Yes, little Carl had taught George’s daughter about churches with old frescoes, about the lazy Kocher River, about the land of plenty and how it can turn on its people, starving them to death, squeezing them from their land, blighting their potatoes and rotting their hay. He had taught her that the trip from the cradle to the grave can be infinite if we know where we are going. He had taught her that all lives matter, regardless of whether they are tiny or poor.
He taught her memory. She knew she ought to recognize Carl’s accomplishments and did so by telling him, albeit in English, that she remembered his brother, his parents, the forests, the grist mills, and every single blade of grass between the Heilbronn region and her house.
George’s daughter wept as she wrote. She wept for the great-great-great uncle she had never met, just as if he had been her own brother. She wrote with salty ink and the smudges of what has always been on the verge of being forgotten. She wrote because a boy from Möckmühl, Hardthausen-am-Kocher, Eberbach, Neckarsulm, or Lampoldshausen, or from Öhringen had come from there. She wept for the loss of a common language, because she knew his speech must be beautiful.

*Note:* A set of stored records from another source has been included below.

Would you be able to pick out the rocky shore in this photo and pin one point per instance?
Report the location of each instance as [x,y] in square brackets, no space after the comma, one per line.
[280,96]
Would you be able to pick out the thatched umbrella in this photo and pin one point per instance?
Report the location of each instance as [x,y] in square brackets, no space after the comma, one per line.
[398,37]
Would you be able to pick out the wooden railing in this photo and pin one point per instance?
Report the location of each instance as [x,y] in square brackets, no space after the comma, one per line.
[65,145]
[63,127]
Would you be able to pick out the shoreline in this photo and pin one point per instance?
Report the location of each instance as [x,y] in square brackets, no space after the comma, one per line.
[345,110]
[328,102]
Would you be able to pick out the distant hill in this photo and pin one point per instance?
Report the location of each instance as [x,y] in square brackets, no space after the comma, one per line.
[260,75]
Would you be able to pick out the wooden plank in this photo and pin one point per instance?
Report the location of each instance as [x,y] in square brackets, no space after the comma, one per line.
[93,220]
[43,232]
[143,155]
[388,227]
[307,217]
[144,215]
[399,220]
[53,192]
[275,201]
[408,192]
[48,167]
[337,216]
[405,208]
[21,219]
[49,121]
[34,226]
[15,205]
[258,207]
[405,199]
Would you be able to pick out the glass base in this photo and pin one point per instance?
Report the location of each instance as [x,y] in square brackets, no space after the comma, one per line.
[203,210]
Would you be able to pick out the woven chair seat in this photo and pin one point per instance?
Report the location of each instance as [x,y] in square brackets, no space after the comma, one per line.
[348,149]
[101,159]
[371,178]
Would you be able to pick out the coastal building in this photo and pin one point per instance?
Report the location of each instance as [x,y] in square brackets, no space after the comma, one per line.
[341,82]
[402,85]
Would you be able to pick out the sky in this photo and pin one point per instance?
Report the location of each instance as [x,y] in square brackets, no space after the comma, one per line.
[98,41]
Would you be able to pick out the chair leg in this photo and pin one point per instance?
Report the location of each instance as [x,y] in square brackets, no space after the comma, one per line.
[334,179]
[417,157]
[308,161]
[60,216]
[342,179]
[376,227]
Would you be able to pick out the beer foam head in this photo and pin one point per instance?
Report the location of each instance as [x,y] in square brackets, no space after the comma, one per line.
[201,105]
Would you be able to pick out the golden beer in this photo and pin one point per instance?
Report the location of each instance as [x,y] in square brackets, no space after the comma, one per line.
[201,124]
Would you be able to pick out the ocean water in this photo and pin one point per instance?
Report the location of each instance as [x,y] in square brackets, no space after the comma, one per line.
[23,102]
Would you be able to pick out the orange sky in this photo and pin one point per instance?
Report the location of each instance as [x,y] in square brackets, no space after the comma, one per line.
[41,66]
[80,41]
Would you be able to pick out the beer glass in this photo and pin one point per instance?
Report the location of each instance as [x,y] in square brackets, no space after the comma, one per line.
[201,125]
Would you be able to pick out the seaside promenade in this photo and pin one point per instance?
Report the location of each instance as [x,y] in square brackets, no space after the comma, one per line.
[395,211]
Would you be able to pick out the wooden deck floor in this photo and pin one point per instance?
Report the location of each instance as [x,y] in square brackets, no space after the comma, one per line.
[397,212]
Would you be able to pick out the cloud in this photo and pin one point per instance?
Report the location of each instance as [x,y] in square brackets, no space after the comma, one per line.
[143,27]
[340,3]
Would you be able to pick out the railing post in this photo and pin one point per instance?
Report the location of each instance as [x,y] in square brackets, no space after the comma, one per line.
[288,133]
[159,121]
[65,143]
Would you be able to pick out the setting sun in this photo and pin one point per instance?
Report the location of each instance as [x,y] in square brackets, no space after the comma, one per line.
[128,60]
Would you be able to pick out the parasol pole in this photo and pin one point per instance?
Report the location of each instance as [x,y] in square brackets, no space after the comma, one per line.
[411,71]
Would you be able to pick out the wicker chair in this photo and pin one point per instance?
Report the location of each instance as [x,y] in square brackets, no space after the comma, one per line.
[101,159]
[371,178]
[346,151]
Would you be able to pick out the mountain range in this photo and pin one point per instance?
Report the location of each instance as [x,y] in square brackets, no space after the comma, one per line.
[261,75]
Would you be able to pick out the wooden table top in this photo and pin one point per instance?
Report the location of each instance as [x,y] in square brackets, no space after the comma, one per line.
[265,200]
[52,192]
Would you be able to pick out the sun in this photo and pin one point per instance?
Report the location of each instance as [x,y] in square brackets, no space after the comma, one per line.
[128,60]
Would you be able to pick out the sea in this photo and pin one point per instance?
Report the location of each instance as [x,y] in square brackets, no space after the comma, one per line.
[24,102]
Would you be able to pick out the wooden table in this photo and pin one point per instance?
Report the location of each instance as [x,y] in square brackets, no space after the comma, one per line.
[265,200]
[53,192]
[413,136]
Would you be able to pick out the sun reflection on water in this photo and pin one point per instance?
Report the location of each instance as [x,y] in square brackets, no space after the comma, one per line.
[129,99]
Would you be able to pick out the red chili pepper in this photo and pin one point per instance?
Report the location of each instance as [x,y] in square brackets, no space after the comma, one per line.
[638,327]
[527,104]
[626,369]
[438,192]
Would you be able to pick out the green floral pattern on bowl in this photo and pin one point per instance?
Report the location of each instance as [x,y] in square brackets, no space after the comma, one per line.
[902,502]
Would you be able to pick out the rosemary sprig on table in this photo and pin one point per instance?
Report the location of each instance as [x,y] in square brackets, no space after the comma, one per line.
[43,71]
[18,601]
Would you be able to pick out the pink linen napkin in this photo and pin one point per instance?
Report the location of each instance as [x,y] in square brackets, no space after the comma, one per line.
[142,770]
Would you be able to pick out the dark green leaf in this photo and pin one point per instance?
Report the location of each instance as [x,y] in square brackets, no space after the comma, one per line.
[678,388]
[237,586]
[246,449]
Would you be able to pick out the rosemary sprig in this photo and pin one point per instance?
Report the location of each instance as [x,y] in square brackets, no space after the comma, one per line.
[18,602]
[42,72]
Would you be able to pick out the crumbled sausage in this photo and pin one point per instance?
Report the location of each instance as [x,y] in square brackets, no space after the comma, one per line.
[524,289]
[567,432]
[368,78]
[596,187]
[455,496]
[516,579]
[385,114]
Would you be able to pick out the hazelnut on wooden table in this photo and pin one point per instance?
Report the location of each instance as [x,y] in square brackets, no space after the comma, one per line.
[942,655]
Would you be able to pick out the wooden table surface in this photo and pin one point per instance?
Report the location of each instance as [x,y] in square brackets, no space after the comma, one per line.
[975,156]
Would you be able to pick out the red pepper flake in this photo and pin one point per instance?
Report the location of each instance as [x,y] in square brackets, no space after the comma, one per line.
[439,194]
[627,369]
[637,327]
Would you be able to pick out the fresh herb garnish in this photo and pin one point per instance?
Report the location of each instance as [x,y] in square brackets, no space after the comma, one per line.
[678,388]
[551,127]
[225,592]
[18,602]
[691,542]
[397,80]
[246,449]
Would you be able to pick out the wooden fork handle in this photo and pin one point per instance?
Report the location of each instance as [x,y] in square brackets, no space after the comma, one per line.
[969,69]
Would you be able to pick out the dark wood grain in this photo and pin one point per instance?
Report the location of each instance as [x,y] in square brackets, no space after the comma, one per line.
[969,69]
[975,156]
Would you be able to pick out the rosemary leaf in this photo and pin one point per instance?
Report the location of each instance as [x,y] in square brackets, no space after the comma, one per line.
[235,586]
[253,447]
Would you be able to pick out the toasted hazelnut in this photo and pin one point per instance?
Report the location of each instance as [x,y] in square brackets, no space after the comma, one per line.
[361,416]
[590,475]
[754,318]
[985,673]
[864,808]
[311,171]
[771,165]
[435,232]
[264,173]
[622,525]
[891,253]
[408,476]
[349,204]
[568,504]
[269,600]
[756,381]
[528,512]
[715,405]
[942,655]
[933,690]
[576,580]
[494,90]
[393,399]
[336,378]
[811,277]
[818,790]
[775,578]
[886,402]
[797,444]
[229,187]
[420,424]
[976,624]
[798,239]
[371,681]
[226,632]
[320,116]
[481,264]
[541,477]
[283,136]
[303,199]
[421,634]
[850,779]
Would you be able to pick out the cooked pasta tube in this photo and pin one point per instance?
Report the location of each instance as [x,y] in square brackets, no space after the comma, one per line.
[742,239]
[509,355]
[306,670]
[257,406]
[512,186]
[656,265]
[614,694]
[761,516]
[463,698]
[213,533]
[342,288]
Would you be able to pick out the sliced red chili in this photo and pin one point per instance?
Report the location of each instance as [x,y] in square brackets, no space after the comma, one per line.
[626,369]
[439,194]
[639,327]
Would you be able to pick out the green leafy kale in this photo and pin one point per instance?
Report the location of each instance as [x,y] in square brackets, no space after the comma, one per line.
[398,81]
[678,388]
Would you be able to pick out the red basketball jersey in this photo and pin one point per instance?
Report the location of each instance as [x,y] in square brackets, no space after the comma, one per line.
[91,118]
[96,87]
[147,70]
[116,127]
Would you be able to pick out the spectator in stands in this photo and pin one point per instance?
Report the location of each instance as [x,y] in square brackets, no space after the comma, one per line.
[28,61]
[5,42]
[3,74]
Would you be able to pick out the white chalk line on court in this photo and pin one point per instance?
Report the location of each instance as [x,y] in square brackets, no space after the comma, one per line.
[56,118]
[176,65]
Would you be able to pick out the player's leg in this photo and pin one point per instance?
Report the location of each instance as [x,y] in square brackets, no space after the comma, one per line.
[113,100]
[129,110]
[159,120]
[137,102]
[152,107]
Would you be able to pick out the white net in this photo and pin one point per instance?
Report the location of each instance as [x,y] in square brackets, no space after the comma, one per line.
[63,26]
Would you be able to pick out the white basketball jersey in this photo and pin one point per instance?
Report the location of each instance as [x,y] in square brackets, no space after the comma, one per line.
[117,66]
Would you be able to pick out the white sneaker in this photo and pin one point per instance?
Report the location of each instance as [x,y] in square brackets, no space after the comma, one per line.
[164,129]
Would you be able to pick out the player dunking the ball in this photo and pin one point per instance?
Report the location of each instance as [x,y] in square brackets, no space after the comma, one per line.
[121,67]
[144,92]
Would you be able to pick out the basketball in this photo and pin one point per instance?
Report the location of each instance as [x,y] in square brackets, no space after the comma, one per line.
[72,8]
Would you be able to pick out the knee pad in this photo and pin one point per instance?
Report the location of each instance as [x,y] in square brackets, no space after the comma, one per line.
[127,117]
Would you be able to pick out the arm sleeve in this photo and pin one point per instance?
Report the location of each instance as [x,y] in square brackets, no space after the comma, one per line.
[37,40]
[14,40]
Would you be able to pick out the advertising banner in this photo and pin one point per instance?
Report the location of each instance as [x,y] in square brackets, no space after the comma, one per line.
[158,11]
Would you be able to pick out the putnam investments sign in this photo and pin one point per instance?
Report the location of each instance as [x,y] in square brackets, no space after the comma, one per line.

It must be beautiful because the little boy’s eyes had seen the oaks and poplars, he had crossed the Kocher and Neckar Rivers, and heard the mills grinding their wheat. He had tried to work the lands that refused to yield their crops to human hands, and he had been forced into a rebirth of sorts in a new world. The least she could do was give him this poem, so he would know she had remembered him, his parents, the cruelty of life and inevitability of hope.
Shipped in 1849
Foreign hands twice wrote
on the edges of his world
letters like spiders
tracing, gliding harsh gestures
It is not so hard
to will one into existence
the arms can touch the water
that swims beside the ship
Wilhelm embarks after birth
spindled, bespidered, misnomered, misplaced
places he should know on the list, language(s)
still not used, now replaced
Something churns in this new port
and is set on its way
the one in watery meander crosses countries, but
despite what the manifest claims
it is clear to no one
if he crossed the ocean in somebody's arms
in a coffin. Too small to know.
For a child of peasants, with nothing but their arms, hands, and backs, Carl had come a long way. George’s daughter knew and would not forget.